Contro ogni limite di ragione, l’arguta penna di Massimo Giannini ha scritto su Repubblica (.it) che "la stupidaggine è che la festa del 17 marzo ferma il Paese", riferendosi a un titolo del quotidiano della Lega, la "Padania". Qui l’interesse del giornalista non è tanto quello di chiedersi ragione della polemica, perché è la polemica stessa il ghiotto pretesto (ed è quanto basta!) per attaccare il governo e auspicarsi un "bel cortocircuito per la coalizione forzaleghista".  

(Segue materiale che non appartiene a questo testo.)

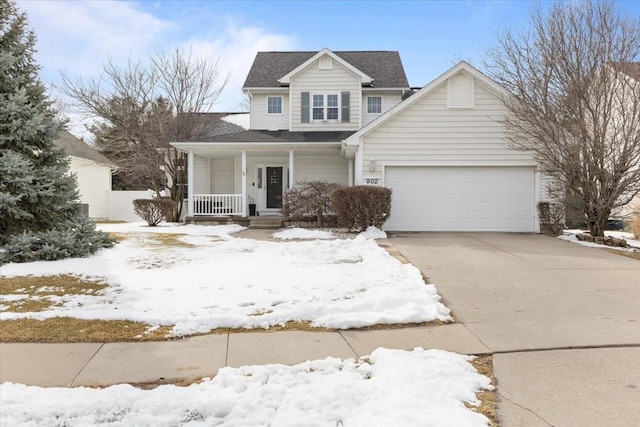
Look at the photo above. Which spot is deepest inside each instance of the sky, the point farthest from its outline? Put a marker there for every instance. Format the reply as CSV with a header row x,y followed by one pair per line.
x,y
77,37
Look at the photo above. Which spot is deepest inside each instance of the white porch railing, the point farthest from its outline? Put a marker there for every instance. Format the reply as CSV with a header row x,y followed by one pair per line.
x,y
217,204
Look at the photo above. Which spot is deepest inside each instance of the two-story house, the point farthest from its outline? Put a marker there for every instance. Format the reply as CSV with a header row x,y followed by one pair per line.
x,y
352,118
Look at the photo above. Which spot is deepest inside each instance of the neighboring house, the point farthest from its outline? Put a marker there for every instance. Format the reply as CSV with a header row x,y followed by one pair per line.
x,y
352,118
93,172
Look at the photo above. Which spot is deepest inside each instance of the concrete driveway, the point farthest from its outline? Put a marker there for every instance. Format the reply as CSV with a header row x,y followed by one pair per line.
x,y
562,320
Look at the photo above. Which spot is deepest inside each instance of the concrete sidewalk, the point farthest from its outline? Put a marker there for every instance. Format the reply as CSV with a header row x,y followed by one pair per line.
x,y
91,364
562,322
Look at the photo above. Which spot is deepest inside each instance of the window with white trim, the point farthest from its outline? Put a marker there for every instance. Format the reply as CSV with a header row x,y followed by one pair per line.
x,y
325,107
274,105
374,105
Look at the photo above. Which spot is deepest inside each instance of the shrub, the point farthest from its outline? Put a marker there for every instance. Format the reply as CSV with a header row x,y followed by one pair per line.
x,y
77,239
153,210
551,217
311,200
361,206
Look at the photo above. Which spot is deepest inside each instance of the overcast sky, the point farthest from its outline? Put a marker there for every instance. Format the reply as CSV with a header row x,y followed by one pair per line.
x,y
77,37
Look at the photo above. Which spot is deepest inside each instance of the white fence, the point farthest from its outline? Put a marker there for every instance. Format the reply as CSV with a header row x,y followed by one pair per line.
x,y
121,204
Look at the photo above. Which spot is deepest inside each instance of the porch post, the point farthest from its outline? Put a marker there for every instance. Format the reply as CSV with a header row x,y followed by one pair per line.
x,y
359,160
190,183
291,174
244,183
350,163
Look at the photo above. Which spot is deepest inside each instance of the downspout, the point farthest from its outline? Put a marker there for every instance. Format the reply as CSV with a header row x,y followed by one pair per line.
x,y
190,183
244,183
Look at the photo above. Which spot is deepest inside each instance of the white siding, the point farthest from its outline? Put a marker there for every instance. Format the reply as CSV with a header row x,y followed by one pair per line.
x,y
223,176
94,185
461,91
321,168
428,133
201,175
260,120
389,100
333,81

Chi ha ragione, allora, chi vuole lavorare o chi vuole festeggiare? Nessuna delle due parti, perché la soluzione ideale sarebbe quella di "lavorare e festeggiare" insieme, ma è impossibile da realizzare. Ciò aiuta a capire, però, la realtà che fa da sfondo alla vicenda. Gli opposti (lavorare e festeggiare) sono i termini del contendere. Il lavorare lascia tutti i cittadini (imprese e lavoratori) nelle precipue posizioni di equilibrio; il festeggiare, invece, favorisce (arricchisce) gli uni (i lavoratori) e penalizza (impoverisce) gli altri (le imprese). Così se dovesse passare la giornata di vacanza, le imprese si ritroverebbero a doverne pagare il conto, ossia a dover comunque retribuire la giornata ai dipendenti e, come costo aggiunto, a sopportare la corrispondente perdita di ricavi per mancata produzione.

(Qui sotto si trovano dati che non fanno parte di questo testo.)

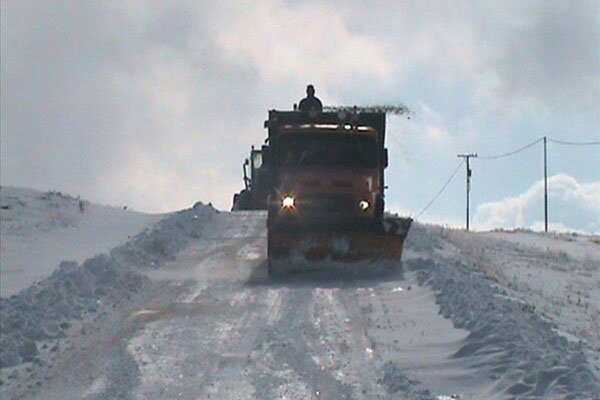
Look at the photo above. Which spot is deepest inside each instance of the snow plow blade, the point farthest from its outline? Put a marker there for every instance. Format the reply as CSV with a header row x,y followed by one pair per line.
x,y
307,250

Si potrebbe obiettare che questa minore produzione potrebbe essere recuperata facilmente in un paio di giornate di straordinario. E’ vero, ma ciò peggiora ulteriormente la posizione delle imprese. Infatti, in questo modo le imprese verrebbero ulteriormente penalizzate dal dover recuperare la produzione a costi maggiorati, perché il lavoro straordinario è compensato con una retribuzione maggiorata. Un esempio. Prendiamo un’impresa con un dipendente pagato 1.200 euro mensili. Questo lavoratore ha un costo annuo, per l’impresa, di oltre 30 mila euro, il che significa un costo giornaliero attorno ai 120 euro. Senza considerare i costi di improduttività ma soltanto il costo del lavoro, la giornata del 17 marzo, dunque, costerà all’impresa non meno di 120 euro.

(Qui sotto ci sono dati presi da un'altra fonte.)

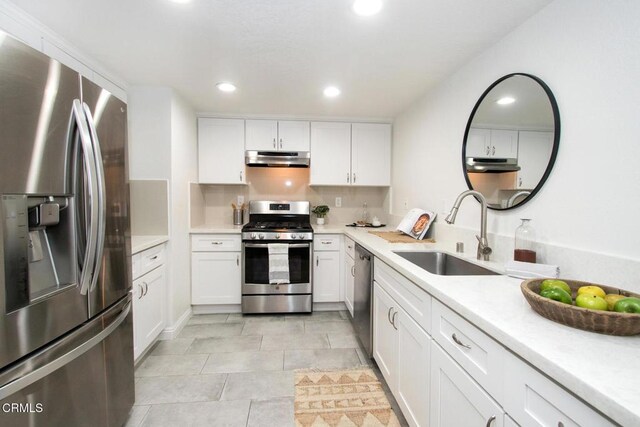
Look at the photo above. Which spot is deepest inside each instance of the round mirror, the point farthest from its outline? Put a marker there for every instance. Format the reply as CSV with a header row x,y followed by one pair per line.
x,y
511,140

Tutto ciò deve servire a riproporre la polemica (il problema) in termini diversi. Non bisogna stare a chiedersi se è sopportabile questo costo da parte delle imprese, ma occorre piuttosto interrogarsi se è giusto accollare questo costo solo ad una parte del collettivo sociale e perché proprio solo a quella parte (le imprese, appunto). E sembra opportuno chiederselo proprio avendo a riferimento la festa dell’Unità d’Italia. Da osservare, per inciso, che anche nel settore del lavoro pubblico le cose non stanno diversamente. Infatti, anche la chiusura degli uffici realizza un costo non preventivato per la pubblica amministrazione che si traduce in una sorta di arricchimento per i pubblici dipendenti e un onere per la collettività. Ciò che distingue il settore pubblico da quello privato, però, è il fatto che nel primo caso (pubblico) il costo ricade su "tutti" i cittadini (attraverso le tasse); nel secondo caso (privato) il costo viene pagato tutto e solo dalle imprese.

Quale soluzione, a questo punto, è auspicabile? Difficile a dirsi. Quella di lavorare esporrebbe alla critica (sulle imprese) di non aver risposto adeguatamente alla spinta etica della commemorazione dell’Unità d’Italia. Quella di festeggiare si tradurrebbe in un’ingiusta penalizzazione del mondo delle imprese. Ci sarebbe una terza via, una soluzione cioè che risponderebbe alla spinta etica e che, altresì, penalizzerebbe meno o non soltanto le imprese: festeggiare a costo zero! Festeggiare, cioè, senza retribuire i lavoratori. In tal modo, non solo verrebbe commemorata, ma sarebbe pure realizzata una vera "unità di Italia(ni)".